Tips For Avoiding In-Flight Fisticuffs

Earlier this week, a dispute over a reclined seat on board a United Airlines flight escalated to the point where fighter jets were brought in. But just because you’re trapped inside a flying metal tube along with hundreds of other tense, tired passengers doesn’t mean you have to give in to air rage.

Over at, they spoke to travel advocate Christoper Elliott to get tips on how best to make sure your flight doesn’t break out into a Royal Rumble. Here are some of the highlights:

Be polite and respectful
“I recently had a seat recline incident on a 50-minute flight. I reclined my seat 15 minutes into the flight. I did it in increments. He kicked the back of my seat and made some unrepeatable comments. It made me not want to put my seat into an upright position, but I did. Rather than get into a seat war, I knew we were both tired after our flight.”

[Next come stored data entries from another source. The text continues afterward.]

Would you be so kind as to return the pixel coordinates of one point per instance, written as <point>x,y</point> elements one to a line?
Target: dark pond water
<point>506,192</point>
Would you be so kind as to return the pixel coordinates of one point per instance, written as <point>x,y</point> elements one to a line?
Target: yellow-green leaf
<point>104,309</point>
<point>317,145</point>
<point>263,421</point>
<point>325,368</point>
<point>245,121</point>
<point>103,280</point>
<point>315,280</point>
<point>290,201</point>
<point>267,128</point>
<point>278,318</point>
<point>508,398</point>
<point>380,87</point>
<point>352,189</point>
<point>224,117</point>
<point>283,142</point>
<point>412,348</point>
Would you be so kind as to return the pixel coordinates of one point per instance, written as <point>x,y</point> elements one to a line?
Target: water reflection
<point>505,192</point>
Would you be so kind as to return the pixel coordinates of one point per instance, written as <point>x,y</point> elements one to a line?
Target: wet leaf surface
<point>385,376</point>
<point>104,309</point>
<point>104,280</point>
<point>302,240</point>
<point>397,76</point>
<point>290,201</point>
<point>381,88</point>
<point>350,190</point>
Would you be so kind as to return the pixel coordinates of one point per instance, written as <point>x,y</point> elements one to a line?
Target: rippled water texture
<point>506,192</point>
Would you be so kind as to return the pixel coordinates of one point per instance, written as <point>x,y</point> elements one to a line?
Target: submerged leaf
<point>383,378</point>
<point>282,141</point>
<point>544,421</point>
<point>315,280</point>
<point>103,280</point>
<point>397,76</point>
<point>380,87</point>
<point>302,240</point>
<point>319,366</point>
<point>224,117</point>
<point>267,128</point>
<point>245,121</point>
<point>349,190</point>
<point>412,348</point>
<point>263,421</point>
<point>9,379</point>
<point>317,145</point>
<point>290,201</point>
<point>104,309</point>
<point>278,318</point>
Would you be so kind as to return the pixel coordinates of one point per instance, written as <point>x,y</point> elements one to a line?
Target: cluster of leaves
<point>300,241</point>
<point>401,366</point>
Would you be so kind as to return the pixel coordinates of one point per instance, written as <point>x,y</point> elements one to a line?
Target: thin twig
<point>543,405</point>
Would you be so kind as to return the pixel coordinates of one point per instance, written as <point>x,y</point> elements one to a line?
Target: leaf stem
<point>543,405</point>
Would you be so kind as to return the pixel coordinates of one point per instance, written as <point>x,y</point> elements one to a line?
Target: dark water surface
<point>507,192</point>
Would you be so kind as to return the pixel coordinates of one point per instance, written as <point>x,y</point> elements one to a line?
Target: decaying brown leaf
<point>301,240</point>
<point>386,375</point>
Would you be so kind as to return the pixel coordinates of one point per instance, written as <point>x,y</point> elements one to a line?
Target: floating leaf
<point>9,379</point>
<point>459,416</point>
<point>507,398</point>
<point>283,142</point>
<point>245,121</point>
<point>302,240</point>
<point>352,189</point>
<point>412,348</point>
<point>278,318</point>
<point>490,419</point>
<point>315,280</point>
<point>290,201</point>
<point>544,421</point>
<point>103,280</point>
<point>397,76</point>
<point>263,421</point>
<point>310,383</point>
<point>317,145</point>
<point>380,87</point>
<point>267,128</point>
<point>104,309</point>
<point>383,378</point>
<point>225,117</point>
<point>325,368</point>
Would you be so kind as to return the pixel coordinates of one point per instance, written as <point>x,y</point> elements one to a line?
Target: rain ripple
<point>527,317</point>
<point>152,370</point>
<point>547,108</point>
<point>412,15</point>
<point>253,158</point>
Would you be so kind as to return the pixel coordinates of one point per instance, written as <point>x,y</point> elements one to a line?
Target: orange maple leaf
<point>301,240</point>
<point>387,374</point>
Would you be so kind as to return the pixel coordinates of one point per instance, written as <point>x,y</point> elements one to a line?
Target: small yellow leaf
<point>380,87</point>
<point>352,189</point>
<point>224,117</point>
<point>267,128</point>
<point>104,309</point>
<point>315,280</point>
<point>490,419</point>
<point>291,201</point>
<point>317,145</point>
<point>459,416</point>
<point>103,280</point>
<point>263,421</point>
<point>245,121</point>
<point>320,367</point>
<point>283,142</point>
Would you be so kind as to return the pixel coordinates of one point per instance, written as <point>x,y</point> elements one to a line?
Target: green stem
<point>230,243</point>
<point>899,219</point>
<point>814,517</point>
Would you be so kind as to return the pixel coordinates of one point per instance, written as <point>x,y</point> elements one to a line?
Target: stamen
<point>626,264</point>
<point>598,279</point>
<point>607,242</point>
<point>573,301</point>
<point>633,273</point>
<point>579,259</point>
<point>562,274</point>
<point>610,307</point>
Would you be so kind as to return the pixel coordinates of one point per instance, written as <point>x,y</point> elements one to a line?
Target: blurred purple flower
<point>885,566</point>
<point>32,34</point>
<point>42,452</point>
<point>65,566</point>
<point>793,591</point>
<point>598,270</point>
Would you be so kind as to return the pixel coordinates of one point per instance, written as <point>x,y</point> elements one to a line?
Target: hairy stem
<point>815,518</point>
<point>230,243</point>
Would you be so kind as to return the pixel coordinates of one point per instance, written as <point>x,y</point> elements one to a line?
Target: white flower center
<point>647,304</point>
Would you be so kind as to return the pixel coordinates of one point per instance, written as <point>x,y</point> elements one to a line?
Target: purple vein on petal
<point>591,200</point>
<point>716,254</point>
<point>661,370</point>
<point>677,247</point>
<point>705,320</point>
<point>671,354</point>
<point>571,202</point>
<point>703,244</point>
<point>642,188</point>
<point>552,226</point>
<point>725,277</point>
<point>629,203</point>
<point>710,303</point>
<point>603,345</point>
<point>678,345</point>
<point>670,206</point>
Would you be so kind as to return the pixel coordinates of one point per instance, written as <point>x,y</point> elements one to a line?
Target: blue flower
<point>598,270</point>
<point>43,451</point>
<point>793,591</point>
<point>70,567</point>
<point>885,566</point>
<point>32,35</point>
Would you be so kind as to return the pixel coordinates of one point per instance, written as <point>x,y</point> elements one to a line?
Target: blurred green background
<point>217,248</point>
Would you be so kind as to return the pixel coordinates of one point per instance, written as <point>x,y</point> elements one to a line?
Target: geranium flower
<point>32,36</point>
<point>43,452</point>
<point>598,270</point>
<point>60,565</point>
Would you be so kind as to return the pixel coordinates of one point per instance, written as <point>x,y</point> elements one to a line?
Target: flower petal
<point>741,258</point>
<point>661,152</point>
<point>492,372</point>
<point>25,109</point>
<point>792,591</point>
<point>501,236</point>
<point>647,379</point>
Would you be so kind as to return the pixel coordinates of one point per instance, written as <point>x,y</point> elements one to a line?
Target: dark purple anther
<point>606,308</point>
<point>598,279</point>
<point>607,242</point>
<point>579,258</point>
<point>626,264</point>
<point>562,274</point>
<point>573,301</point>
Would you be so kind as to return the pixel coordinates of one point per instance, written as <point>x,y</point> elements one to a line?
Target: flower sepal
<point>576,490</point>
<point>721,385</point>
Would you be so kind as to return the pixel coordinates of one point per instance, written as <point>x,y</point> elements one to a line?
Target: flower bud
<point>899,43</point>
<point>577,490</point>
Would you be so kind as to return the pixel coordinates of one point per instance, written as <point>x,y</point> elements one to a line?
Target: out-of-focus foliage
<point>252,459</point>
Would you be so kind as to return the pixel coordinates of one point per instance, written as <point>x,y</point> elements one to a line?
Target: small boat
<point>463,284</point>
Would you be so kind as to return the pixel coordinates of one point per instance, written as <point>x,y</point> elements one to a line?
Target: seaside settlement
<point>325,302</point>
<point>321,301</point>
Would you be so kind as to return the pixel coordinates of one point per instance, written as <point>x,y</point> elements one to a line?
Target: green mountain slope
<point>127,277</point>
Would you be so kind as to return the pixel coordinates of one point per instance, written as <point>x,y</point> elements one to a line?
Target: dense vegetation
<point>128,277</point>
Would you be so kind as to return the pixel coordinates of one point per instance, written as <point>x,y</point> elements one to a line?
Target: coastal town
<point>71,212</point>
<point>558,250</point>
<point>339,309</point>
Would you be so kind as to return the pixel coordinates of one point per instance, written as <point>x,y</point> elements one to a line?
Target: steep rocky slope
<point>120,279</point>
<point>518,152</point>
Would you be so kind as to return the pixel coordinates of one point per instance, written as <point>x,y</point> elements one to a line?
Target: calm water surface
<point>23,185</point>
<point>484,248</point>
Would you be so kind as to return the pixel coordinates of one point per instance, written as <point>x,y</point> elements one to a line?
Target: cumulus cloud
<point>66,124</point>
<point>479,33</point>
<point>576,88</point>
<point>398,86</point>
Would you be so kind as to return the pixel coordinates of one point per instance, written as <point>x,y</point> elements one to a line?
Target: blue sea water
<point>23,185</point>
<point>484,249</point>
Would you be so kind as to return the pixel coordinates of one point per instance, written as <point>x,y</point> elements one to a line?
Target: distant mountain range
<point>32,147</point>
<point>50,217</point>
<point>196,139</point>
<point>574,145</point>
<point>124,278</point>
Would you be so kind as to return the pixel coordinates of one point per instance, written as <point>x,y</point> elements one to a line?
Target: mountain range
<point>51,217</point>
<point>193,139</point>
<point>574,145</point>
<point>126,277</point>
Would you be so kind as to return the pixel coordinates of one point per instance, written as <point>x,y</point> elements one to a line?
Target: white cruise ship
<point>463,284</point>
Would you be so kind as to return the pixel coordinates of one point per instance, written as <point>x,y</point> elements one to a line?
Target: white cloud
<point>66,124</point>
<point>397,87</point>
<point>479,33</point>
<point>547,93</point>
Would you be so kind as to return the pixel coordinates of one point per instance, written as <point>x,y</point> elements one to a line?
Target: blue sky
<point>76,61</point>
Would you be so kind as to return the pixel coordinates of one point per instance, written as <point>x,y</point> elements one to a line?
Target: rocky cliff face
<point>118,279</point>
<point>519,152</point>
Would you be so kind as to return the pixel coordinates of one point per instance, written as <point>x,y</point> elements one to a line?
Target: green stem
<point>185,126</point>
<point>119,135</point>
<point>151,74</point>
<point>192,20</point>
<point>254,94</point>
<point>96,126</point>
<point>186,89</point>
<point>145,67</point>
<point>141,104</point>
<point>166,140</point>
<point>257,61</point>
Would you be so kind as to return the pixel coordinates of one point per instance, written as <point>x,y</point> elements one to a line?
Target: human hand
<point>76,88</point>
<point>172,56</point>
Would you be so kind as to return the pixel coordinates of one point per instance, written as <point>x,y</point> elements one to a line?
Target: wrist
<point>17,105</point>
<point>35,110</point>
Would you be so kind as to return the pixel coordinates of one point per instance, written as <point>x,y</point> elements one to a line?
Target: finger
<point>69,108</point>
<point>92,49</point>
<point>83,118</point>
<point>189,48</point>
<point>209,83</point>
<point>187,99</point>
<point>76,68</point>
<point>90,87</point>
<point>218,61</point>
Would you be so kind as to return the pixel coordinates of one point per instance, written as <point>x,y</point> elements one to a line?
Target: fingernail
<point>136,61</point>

Always look before you lean
“People might have a laptop computer or a child or they might be very tall… If you are the ‘leanee,’ tap the person on the shoulder, clear your throat and say, ‘I can’t use my computer if you recline, could you bring it up a little bit.'”

Don’t blind-book a seat
“If you are tall, it may be worth spending extra money to upgrade or to sit next in an exit row. Most seats at the back of the cabin don’t recline.”

Protect your personal space
“If you are a sleeper, bring a pair of earphones as your own personal cloak of invisibility — a signal to others that you want to be left alone — and book a window seat so you are not disturbed if the passenger next to you wants to use the toilet or stretch his/her legs.”

Frequent travelers: What tips have you learned when it comes to being polite about your personal space — and that of your fellow passengers?